At low temperatures Fermi gases pile up to the state with the Fermi-energy having one particle in each state and Boson gases form Bose-Einstein condensates. However, the only derivations I have seen of this (I have looked for others) work in the continuum limit. In other words they say that: $$\bar N=\sum_i n_i =\int g(\varepsilon)n(\varepsilon)d\varepsilon$$ To do this, however, analogous to the case of an ideal gas we need to be in the limit: $$T\gt \gt \frac{\hbar^2}{mk_B V^{1/3}}$$ or something very similar. This puts a limit on how low the temperature an actually be before these standard derivations break down. My question is whether there is any change if we move below this limit in temperature? (if there is anything wrong with my reasoning please let me know).

• Where do you get this temperature criterion from ? To work in the continuum limit you just need to have a great number of states availiable, which is the case in e.g. a metal, even at very low temperatures. – Dimitri Apr 7 '16 at 16:34
• The point is that one takes the thermodynamic limit $V \to \infty$. The rationale behind this seemingly formal manipulation is that one wants to study a system that is so large that its precise volume is unimportant, i.e. there are no finite-size or boundary effects. The continuum limit is always valid so long as $V$ is large enough. For example, in a homogeneous and isotropic system you need $2\pi\hbar V^{-1/3}$ to be smaller than any experimentally resolvable momentum scale. – Mark Mitchison Apr 7 '16 at 16:40

The famous Fermi-Dirac and Bose-Einstein average occupations, $$\overline{n_i} = \frac{1}{e^{(\epsilon_i-\mu)/kT} \pm 1},$$ are only exact in the grand canonical ensemble (GCE) where the total particle number is a flexible (fluctuating) quantity. That flexibility, and the assumption of noninteracting particles, is what allows us to treat each single-particle state as statistically independent and derive the above result. The thermodynamic limit is not required.
In contrast if you fix total particle number $N$ to some exact, finite value, you are in canonical ensemble, in which case the above formula only holds approximately. The problem is that each state's $\overline{n_i}$ is not statistically independent of the others. BUT, if you take thermodynamic limit then the result converges to the GCE.
It turns out for metals the Fermi-Dirac formula is very valid in practice, since metals are almost always connected to some electrode which fixes the $\mu$, rather than having a fixed $N$. And so, nanotechnologists are comfortable to use Fermi-Dirac statistics even in tiny single-electron systems, like quantum dots, without trouble.

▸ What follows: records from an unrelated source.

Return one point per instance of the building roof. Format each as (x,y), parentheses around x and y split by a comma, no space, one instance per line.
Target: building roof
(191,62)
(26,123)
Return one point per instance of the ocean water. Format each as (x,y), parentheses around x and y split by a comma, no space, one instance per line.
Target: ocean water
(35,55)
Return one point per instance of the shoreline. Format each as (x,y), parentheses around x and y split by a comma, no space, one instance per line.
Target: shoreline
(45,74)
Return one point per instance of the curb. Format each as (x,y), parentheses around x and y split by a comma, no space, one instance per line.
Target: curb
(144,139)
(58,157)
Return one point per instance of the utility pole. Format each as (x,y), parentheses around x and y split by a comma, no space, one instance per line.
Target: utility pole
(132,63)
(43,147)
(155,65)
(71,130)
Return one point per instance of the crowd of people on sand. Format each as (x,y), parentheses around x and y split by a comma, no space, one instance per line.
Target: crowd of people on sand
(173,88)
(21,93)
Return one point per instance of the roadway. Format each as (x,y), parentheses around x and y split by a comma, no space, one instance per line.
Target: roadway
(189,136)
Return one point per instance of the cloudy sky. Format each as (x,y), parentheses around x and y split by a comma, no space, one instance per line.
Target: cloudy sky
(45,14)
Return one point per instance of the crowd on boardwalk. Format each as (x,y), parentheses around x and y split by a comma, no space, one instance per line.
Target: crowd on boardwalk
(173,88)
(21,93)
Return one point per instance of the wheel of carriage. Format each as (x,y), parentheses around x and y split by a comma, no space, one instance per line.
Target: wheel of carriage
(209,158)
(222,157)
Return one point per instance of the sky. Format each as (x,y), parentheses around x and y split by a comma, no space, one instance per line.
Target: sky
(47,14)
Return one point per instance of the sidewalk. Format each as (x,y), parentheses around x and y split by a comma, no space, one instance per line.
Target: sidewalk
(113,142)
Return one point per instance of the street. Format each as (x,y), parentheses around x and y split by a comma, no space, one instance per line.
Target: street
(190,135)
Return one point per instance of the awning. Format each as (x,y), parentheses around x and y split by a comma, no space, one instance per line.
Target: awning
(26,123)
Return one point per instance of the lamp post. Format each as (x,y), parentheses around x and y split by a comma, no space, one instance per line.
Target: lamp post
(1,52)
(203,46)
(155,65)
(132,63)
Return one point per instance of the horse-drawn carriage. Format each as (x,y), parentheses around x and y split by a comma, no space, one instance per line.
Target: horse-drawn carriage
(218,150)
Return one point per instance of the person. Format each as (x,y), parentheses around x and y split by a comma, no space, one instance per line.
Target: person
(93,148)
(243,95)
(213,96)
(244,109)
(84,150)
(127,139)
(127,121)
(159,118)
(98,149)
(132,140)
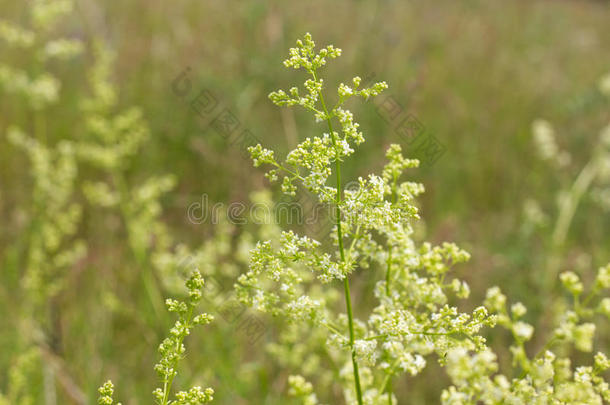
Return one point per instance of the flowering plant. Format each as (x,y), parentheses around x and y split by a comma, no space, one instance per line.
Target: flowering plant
(295,277)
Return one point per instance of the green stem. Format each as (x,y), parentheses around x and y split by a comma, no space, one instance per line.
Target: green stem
(348,300)
(567,209)
(167,385)
(388,273)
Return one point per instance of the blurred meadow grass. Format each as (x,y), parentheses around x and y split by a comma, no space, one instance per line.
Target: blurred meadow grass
(476,74)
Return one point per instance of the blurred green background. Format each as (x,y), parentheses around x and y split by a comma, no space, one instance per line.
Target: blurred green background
(474,73)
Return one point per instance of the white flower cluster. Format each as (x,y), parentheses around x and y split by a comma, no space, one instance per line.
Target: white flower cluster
(545,378)
(373,231)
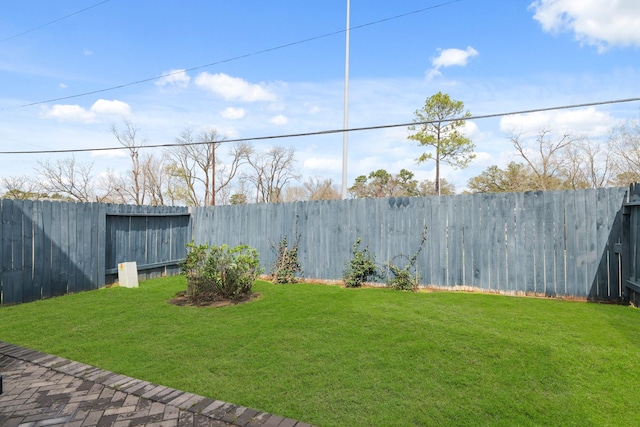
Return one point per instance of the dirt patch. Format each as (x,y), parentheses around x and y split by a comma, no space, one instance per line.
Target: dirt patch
(182,300)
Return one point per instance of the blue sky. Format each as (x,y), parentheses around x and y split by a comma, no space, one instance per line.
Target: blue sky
(494,55)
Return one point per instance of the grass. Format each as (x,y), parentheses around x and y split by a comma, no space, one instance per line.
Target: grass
(368,357)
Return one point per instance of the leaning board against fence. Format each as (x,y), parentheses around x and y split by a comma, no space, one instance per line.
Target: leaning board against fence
(554,243)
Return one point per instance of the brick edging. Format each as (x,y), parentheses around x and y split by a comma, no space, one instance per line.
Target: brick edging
(213,409)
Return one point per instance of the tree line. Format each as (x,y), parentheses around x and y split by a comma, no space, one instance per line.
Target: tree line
(194,173)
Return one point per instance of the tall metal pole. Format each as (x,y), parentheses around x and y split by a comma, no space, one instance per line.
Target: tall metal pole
(345,134)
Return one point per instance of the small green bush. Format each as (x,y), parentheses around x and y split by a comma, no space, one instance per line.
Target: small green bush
(360,268)
(401,278)
(287,265)
(220,272)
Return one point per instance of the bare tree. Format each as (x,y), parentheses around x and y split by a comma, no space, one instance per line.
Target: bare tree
(321,189)
(156,179)
(21,187)
(67,178)
(270,172)
(547,159)
(624,141)
(195,164)
(109,188)
(588,165)
(135,189)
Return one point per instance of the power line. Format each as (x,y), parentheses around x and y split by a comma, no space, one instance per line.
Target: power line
(52,22)
(332,131)
(223,61)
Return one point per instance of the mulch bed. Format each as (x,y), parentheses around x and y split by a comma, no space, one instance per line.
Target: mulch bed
(182,300)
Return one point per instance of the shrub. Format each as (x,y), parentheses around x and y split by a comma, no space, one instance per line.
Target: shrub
(220,272)
(401,278)
(287,264)
(361,267)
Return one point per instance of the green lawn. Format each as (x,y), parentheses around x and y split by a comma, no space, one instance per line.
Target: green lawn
(358,357)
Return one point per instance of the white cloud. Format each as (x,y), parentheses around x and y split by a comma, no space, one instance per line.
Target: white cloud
(114,107)
(600,23)
(233,113)
(108,154)
(73,113)
(587,121)
(76,113)
(178,78)
(323,164)
(233,88)
(450,58)
(279,120)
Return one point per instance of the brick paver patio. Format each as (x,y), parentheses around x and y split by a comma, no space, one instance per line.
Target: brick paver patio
(41,390)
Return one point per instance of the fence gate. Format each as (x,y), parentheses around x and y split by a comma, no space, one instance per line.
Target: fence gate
(156,241)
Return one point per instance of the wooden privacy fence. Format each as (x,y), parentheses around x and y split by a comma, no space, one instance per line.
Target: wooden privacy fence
(53,248)
(631,245)
(555,243)
(558,243)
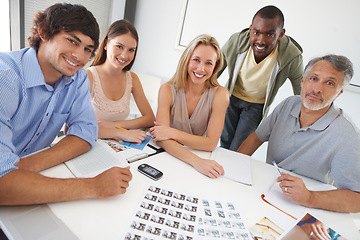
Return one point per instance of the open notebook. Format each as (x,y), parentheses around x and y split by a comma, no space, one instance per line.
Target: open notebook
(237,166)
(100,158)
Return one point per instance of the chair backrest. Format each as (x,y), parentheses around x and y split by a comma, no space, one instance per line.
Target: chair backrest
(151,85)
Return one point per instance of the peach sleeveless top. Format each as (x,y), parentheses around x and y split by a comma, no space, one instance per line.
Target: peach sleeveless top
(197,123)
(106,109)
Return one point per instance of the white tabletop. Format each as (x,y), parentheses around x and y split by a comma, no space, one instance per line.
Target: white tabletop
(110,219)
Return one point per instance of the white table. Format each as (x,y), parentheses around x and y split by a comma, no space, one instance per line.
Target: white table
(110,219)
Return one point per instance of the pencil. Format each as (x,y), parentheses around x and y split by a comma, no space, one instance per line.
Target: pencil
(276,167)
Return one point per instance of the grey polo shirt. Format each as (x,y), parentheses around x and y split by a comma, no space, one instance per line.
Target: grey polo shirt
(328,150)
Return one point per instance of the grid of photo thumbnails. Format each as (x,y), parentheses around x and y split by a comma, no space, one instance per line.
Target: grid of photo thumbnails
(165,214)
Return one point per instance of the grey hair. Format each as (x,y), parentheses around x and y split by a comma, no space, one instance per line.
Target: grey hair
(340,63)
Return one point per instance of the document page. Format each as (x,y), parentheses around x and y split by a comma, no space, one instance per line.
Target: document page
(100,158)
(164,213)
(237,166)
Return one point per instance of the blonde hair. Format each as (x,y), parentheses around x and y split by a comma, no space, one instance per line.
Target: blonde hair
(181,74)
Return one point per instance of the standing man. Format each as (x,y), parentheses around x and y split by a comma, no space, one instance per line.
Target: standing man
(310,136)
(259,60)
(41,88)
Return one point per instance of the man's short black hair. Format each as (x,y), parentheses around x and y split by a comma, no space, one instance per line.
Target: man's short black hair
(63,17)
(271,12)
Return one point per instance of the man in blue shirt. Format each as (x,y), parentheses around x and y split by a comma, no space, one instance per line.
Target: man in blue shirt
(41,88)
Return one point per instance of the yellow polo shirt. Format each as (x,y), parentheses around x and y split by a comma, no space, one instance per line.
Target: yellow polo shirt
(253,78)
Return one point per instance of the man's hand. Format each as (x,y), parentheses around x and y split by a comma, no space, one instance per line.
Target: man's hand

In contrast, Bose condensates in practice are not attached to a particle bath, so they cannot freely choose their particle number. In the GCE Bose gas, the relative variance in $N$ becomes enormous at low temperatures, in striking contrast to what actually happens if you reduce the temperature of a bag of bosons. (In fact, many argue that such a thing as "condensation" is infeasible in the GCE, rather one obtains an instability due to the large $N$ variance and extreme sensitivity to $\mu$.)